Relatives, parishioners and fellow priests on Friday mourned the Rev. José Enrique Vásquez, who was abducted, shot dead and dumped on a bridge in northern Honduras — apparently the first such slaying in almost half a century.
Despite Honduras’ prevalent violence, the Rev. Juan Ángel López, spokesman for Honduras’ Episcopal Conference, said he could not think of another time a Honduran priest was killed without going back to a massacre of 14 people, including two priests, by soldiers in 1975.
“(By) criminals none,” López said. “Assaults, yes ... but murdered no. The last ones killed were in Los Horcones in ’75.”
At a Mass Friday at the cathedral in San Pedro Sula, Bishop Ángel Garachana condemned Vásquez’s killing.
“He has been the victim of the violence that does not cease in our country, a violence so serious as to lead to the killing of thousands of people,” Garachana said.
Vásquez’s mother, who last saw her son when he left her home Wednesday morning, couldn’t make sense of what had happened. “What makes me so sad is the way that my son died, as if he had been a bad man,” she said.
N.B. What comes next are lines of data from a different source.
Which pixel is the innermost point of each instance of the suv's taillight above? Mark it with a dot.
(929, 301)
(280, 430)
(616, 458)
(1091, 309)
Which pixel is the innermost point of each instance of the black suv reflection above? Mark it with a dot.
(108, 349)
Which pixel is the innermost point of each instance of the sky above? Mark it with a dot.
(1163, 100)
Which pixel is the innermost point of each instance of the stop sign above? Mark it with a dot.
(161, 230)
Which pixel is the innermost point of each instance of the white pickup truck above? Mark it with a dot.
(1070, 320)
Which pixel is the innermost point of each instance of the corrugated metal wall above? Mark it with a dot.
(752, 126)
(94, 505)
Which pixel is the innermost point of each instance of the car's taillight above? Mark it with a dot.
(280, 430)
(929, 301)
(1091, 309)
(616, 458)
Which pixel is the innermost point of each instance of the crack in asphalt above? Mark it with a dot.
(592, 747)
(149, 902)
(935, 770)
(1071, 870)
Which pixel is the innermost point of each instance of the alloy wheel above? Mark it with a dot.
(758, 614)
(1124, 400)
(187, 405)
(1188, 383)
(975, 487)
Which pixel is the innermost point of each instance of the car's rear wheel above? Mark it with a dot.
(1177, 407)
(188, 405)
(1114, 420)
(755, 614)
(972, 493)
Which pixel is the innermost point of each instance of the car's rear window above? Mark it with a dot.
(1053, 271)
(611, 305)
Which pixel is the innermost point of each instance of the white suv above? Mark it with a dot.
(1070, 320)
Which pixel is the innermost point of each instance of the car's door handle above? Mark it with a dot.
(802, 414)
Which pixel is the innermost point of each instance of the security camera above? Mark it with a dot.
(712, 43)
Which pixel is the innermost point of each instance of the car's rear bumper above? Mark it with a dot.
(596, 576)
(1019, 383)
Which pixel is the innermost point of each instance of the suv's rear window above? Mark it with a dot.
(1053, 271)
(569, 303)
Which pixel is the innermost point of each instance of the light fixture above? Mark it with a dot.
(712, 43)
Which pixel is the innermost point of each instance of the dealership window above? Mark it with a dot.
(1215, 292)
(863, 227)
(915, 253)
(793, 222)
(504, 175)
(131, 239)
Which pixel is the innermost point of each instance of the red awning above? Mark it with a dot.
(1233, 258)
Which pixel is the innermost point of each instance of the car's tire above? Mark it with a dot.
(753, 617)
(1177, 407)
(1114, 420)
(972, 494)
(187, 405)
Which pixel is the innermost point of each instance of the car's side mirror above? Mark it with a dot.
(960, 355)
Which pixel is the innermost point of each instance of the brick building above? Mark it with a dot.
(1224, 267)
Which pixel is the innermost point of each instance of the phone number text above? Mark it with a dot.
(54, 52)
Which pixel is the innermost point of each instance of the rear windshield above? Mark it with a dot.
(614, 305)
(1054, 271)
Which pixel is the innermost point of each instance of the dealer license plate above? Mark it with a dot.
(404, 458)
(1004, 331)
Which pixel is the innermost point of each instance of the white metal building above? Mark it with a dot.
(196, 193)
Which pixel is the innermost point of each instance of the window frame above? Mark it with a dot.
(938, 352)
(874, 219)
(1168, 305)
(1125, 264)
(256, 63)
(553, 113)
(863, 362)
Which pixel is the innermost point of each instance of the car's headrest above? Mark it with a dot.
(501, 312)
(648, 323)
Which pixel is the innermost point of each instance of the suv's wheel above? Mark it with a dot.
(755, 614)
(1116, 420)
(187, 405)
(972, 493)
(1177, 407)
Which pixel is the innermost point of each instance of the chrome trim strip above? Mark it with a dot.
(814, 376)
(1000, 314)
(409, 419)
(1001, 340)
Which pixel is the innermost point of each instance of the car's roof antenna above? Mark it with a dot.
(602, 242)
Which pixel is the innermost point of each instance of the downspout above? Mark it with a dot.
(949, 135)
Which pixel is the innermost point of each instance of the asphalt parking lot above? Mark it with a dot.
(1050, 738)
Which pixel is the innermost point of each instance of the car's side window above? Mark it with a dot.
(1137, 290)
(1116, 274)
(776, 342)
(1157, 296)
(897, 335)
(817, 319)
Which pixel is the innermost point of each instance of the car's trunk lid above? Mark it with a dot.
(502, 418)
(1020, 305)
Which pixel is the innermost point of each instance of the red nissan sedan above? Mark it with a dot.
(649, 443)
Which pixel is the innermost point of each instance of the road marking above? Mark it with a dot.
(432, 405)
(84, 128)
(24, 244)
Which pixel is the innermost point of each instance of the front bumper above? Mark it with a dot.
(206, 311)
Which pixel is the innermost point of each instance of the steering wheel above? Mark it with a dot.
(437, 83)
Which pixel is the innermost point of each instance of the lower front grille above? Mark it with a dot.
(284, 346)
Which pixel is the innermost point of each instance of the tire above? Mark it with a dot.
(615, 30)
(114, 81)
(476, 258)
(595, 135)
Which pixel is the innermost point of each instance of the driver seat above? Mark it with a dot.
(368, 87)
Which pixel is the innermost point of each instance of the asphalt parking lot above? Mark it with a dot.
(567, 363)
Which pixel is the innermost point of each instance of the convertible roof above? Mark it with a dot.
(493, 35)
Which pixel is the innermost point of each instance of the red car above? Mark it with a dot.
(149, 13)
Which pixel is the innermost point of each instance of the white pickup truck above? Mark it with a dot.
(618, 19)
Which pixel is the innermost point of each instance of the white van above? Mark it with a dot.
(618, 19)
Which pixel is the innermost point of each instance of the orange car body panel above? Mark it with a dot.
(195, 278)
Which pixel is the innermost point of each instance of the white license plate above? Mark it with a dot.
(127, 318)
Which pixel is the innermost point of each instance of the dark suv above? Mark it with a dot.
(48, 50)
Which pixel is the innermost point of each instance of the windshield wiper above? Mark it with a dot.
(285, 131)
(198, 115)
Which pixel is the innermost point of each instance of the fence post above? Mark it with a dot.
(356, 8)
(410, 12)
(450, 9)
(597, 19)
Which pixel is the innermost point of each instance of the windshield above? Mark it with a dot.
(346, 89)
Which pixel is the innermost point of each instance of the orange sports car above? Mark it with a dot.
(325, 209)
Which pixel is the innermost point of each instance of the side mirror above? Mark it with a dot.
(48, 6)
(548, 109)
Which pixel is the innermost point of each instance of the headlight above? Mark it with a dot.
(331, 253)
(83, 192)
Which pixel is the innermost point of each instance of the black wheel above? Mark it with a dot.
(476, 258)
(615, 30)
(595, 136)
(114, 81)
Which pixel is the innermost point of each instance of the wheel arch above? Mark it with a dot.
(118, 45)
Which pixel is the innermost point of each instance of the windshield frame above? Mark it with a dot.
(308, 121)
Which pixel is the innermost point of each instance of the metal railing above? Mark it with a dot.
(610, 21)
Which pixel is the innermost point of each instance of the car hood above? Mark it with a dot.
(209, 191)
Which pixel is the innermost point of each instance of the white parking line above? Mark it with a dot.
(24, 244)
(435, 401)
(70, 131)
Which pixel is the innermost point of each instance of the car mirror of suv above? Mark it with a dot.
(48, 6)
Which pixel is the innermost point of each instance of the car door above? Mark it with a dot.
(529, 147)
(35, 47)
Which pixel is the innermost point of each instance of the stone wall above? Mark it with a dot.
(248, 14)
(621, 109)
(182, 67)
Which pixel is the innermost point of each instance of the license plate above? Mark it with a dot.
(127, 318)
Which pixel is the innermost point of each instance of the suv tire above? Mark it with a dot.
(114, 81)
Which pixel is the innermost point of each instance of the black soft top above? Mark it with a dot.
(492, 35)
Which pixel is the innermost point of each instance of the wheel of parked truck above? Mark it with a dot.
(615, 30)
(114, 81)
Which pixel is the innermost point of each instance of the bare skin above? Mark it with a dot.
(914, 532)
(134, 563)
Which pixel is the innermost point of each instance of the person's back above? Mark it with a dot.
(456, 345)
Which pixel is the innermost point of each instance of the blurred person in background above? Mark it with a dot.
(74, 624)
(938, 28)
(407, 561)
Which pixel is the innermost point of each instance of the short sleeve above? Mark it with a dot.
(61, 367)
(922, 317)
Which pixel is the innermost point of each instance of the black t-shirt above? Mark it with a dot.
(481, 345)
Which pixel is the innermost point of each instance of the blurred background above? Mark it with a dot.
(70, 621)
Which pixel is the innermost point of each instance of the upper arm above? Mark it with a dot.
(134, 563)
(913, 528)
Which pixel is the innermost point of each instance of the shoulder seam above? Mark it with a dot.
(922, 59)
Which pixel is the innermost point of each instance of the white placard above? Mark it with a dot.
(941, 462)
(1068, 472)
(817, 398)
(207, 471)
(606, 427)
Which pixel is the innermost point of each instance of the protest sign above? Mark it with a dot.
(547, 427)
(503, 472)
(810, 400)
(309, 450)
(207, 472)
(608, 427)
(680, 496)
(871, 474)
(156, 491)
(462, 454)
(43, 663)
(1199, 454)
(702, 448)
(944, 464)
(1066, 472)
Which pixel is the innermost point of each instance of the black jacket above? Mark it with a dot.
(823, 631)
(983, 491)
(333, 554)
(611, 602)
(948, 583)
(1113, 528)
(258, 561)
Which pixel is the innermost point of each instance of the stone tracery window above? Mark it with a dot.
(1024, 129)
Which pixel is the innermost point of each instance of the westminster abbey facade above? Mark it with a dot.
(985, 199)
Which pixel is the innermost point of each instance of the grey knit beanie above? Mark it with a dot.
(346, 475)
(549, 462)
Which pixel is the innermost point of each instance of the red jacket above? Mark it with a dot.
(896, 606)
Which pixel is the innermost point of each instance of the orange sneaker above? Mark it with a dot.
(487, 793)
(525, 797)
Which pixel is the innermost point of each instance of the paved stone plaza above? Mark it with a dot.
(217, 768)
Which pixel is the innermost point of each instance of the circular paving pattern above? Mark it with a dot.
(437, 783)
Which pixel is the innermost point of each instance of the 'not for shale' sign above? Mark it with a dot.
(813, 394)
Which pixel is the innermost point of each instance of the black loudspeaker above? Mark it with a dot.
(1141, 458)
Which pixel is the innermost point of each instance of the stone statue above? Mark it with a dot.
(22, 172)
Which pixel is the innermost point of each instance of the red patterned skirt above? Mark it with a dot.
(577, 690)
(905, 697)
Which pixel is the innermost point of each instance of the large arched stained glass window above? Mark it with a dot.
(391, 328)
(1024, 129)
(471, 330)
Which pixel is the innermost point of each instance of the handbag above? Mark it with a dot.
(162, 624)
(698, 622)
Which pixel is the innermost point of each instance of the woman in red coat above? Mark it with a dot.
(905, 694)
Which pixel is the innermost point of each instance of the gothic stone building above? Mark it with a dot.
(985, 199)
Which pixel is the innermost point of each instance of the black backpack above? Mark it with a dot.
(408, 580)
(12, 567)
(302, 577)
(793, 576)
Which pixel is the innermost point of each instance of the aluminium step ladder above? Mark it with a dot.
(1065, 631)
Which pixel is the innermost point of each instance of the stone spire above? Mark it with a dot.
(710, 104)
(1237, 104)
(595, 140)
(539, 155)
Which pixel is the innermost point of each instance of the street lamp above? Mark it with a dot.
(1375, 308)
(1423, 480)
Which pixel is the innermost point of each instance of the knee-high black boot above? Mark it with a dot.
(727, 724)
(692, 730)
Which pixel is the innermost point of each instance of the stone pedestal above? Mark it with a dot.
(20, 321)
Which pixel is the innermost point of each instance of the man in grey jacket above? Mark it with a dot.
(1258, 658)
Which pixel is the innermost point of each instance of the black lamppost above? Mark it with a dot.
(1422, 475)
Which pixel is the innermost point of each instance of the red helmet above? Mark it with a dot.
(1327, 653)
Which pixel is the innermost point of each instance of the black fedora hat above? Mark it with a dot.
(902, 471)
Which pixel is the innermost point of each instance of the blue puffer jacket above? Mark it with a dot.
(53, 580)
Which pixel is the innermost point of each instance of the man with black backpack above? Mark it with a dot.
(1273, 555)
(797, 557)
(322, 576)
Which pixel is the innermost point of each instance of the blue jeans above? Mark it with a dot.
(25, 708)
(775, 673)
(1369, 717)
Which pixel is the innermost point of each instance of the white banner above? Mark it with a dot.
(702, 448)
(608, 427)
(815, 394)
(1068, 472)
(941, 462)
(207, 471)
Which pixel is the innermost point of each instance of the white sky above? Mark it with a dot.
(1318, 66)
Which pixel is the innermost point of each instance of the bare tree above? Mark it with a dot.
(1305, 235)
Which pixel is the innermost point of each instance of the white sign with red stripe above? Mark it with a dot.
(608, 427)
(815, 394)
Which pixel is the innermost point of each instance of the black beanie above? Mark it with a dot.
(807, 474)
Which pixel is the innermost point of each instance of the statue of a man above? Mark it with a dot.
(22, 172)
Vásquez, 47, was abducted on his way to his parish in San Pedro Sula to perform the Ash Wednesday service. Friends and relatives tried throughout the day to reach him and reported his disappearance to police.
His body was found late Wednesday on a bridge in Morazan municipality, far outside the city. He had been shot at least six times in the head and chest. The body had no documentation so he was registered as unidentified in the morgue.
On Thursday morning, the priest’s car was found in Victoria municipality, an hour’s drive from where his body was discovered.
Bishop Garachana identified Vásquez’s body later Thursday.
Cristian Nolazco, spokesman for the Investigative Police Directorate, said the motive for the killing was not immediately clear, but an investigation was underway. “What I can say is that there’s a lot of evidence including hairs, biological, fingerprints and six shell casings that were at the scene of the crime.”
In a statement, the Episcopal Conference said that if the crime was not properly investigated “we will be condemned to suffer the consequences of impunity and obliged to resign ourselves to this happening again in our country.”